Word of Caution
Researchers warn that rushing to digitize medical records could increase liability risk for health care providers.
To many, electronic health record (EHR) systems certainly seem like a good idea-and like online banking and bill payments, they seem like a natural progression toward a paperless society. Advocates claim electronic records will reduce health care costs and improve medical outcomes, which could be critical as the health care reform law increases access for millions of Americans.
But while the benefits of giving health records a digital makeover can be substantial, possible problems with software or hardware and potential user errors could put health providers at an increased liability risk, according to two researchers from Case Western Reserve University.
Sharona Hoffman, professor of law and bioethics and co-director of Case Western Reserve's Law-Medicine Center, and her husband, Andy Podgurski, professor of computer science at the Case School of Engineering, analyze the liability risks associated with the use of this complex technology in the article "E-Health Hazards: Provider Liability and Electronic Health Record Systems," published in the Berkeley Technology Law Journal.

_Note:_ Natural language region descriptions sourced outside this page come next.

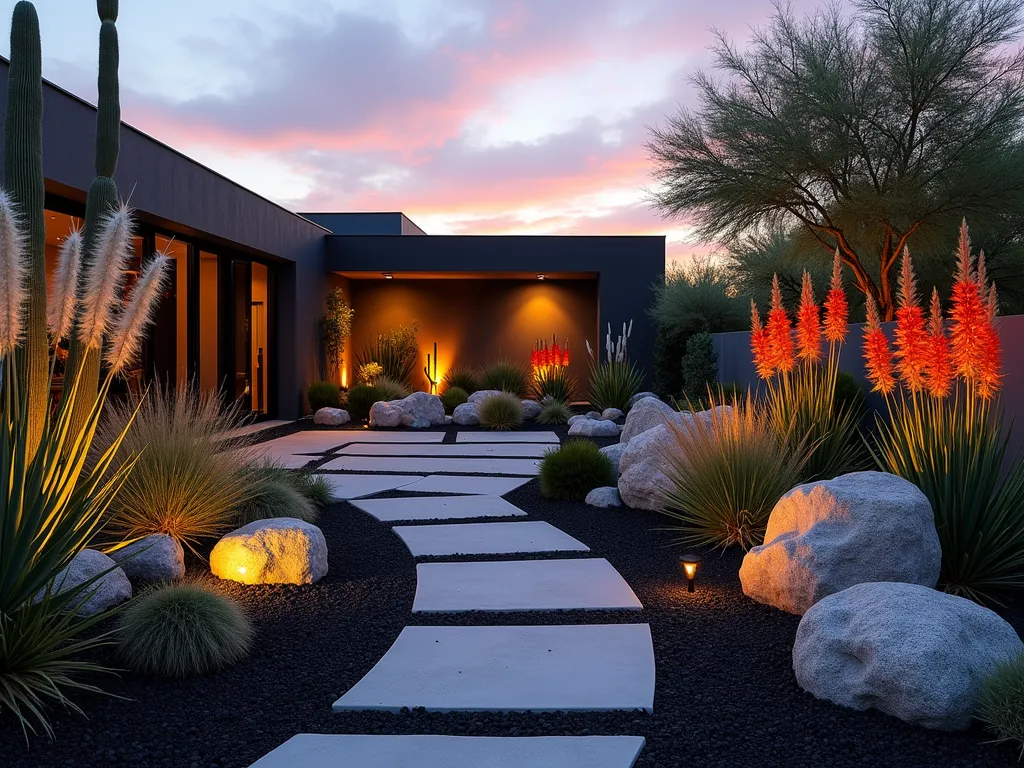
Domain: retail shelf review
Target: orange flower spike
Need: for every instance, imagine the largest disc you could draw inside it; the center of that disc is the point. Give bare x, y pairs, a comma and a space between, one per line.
938, 371
808, 324
837, 307
759, 345
779, 333
911, 338
878, 357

Hoffman and Podgurski are well known for their research on EHR systems and have published several articles addressing security and privacy issues as well as the need for effective federal regulations to safeguard the quality and safety of the systems.

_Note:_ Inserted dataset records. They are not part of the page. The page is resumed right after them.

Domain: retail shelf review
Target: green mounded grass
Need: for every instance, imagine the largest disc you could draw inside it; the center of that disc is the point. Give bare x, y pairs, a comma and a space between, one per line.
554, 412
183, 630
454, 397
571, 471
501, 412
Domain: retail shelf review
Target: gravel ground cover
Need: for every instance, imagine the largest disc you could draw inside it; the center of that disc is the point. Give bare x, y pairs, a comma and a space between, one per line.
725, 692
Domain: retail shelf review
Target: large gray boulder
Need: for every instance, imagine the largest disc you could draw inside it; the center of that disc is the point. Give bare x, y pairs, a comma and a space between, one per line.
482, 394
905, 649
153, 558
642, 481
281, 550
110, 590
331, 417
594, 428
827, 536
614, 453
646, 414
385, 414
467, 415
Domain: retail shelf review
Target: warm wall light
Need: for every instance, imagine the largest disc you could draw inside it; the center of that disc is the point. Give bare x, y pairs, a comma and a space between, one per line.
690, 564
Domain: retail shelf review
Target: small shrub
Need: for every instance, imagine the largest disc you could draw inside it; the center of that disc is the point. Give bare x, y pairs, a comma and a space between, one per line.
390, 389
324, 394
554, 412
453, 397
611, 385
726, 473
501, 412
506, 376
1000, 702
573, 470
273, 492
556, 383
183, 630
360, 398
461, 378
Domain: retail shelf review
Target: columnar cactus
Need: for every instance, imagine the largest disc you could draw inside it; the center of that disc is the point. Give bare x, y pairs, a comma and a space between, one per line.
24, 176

"This new piece focuses on health care providers' liability," Hoffman says. "Are they at greater risk for malpractice claims? Are they at greater risk for privacy breach claims? And I think the answer to all of that is yes."
Software bugs, overly complex systems, insufficient user training and even outright user errors could all cause problems providing care, according to the researchers.

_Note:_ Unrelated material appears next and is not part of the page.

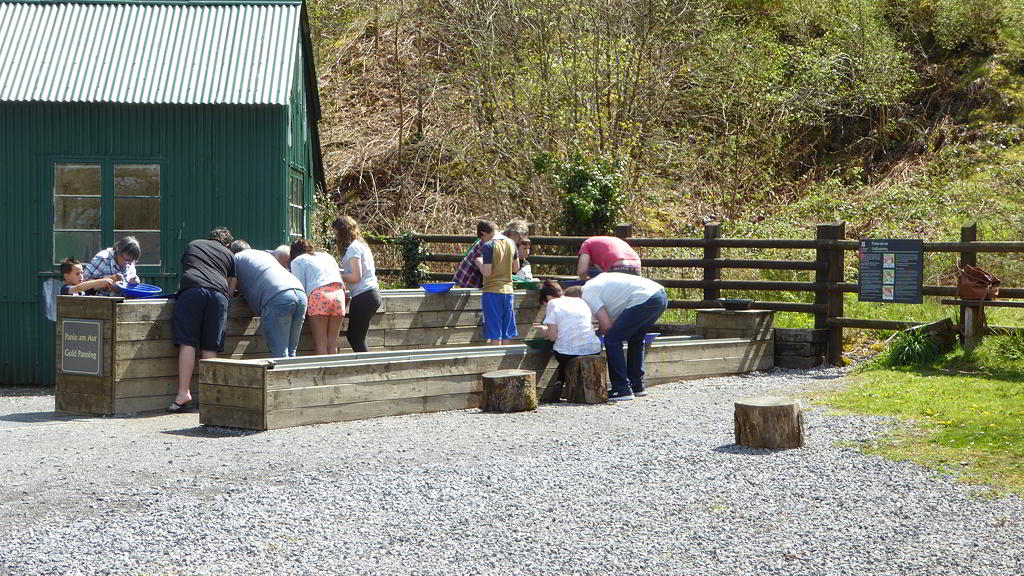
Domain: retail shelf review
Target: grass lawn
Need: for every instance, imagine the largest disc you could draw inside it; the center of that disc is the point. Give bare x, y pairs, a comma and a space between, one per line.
967, 413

"If a computer problem causes an error in somebody's drug prescription, medication dosage or surgical procedure, that can be catastrophic," Hoffman says.
The authors argue that without thoughtful intervention and sound guidance from government and medical organizations, electronic health record technology may encumber rather than support clinicians and may hinder rather than promote improvements in health outcomes. To prevent potential problems, Hoffman and Podgurski propose not only federal regulation, but also a uniform process for developing authoritative clinical practice guidelines, and they explore how technology can assist in determining best practices.
Now is the perfect time to consider possible pitfalls in the widespread use of electronic medical records. Congress has made a $19 billion investment in promoting health information technology, provided through the American Recovery and Reinvestment Act of 2009. The U.S. Department of Health and Human Services seeks to achieve nationwide usage of electronic health records by 2014.